Films illustrés par Gwendoline Clossais FacebookTwitter
01/01/2003
 

La Raison du plus fort

Humiliés et offensés

La raison du plus fort n'est pas toujours la meilleure. Proverbe

La loi de la jungle

Nous aurions préféré vous parler de Mauvaises nouvelles, le dernier polar de Donald Westlake avec John Dortmunder et Andy Kelp, les cambrioleurs les plus malchanceux du monde. Malheureusement, si nous allons vous parler de mauvaises nouvelles c'est dans le sens littéral du terme. Vous n'avez pas vraiment conscience de quitter la rue Royale en contournant une église de style baroque tardif et en vous engageant dans la rue Royale Sainte-Marie. Sur le trottoir de gauche, au centre, vous vous trouvez nez à nez avec le CVB. Sitôt entrés, Patric Jean nous emmène au troisième étage, en grimpant les escaliers quatre à quatre. Dans l'une des salles de montage le réalisateur de Les Enfants du Borinage, lettre à Henri Storck (un film qui avait jeté un sacré pavé dans la mare - voir Archives Cinergie) termine le montage de La raison du plus fort, un long métrage qui risque d'en décoiffer plus d'un.
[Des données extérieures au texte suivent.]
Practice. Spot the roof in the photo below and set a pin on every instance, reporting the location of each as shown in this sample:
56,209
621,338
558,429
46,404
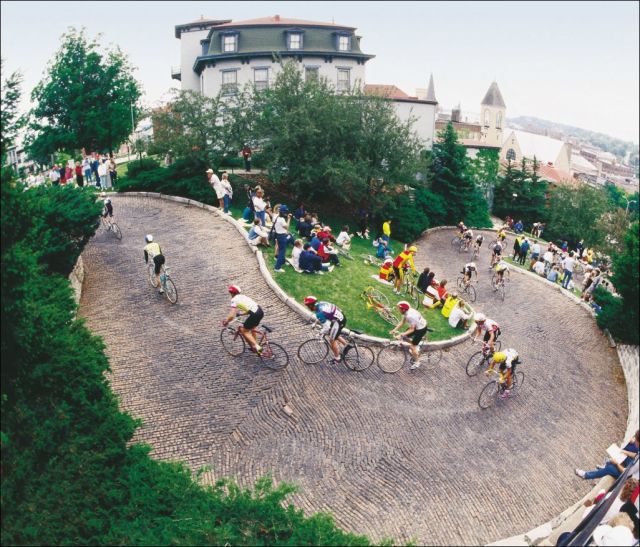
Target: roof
277,20
386,91
493,96
545,149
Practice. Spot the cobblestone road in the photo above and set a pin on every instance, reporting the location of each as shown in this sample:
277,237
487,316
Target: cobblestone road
405,455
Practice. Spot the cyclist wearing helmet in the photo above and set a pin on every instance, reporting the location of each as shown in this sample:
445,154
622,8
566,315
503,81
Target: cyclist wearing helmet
417,329
400,263
152,250
490,328
332,320
506,360
243,305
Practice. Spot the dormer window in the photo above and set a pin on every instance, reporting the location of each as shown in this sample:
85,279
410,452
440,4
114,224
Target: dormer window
230,42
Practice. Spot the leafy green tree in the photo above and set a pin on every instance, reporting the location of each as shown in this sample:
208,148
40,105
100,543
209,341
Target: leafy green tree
453,182
84,100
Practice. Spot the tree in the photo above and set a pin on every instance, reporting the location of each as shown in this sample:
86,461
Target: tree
84,100
453,182
11,120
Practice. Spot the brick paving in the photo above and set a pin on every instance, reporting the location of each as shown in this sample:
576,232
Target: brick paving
408,455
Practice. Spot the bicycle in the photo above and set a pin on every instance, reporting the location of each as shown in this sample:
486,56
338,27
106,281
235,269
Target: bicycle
380,303
168,286
355,357
111,226
395,354
273,355
481,358
492,391
466,288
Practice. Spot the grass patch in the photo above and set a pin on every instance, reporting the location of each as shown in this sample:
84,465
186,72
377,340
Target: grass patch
344,285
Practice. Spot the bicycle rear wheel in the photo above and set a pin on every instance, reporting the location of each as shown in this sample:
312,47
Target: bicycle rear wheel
170,290
488,395
313,351
274,356
475,364
358,358
232,341
391,359
116,231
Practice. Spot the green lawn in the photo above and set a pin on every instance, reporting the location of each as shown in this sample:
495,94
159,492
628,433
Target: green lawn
344,285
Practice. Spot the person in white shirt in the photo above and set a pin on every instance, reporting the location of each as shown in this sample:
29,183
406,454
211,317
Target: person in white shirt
417,329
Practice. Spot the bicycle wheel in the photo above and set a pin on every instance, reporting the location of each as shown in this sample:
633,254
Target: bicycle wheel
358,358
170,290
488,395
116,231
475,364
391,359
152,275
313,351
471,291
232,341
274,356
Avouons-le, les séquences qu'il nous a été données à voir sur le moniteur vidéo sont à la limite du supportable. « On va droit dans le mur » affirme tranquillement Patric Jean. Un pantalon de toile beige, genre cargo, l'air impassible mais les yeux brillants tandis qu'il observe le scintillement des plans qui se succèdent à l'écran.

Séquence-choc

Nous sommes à l'intérieur d'une prison. La caméra cadre, en contre-plongée, un couloir cellulaire. A l'étage du dessous, des portes sont ouvertes. Des gardiens vont et viennent. Voix off : « Au rez-de-chaussée de la prison un détenu a voulu se pendre dans sa cellule. Alors on l'a décroché et pour le punir le médecin l'a fait mettre au mitard. » On entend des cris pitoyables. Une plainte à peine audible qui traverse les cloisons d'une porte de fer. Le détenu vient d'être placé en isolement, au mitard. « Sans mes calmants comment veux-tu que je me sente bien ? J'ai rien pris. » Les gardiens essaient de l'apaiser avec des mots. « Donnez-moi des calmants, je vais me mettre au lit et je vais dormir, c'est tout. Je vais rien faire, je te le promets, je ne ferai rien, tu as ma parole ! » Les portes se ferment à double tour. L'une après l'autre. La plainte devient un cri de souffrance et de colère.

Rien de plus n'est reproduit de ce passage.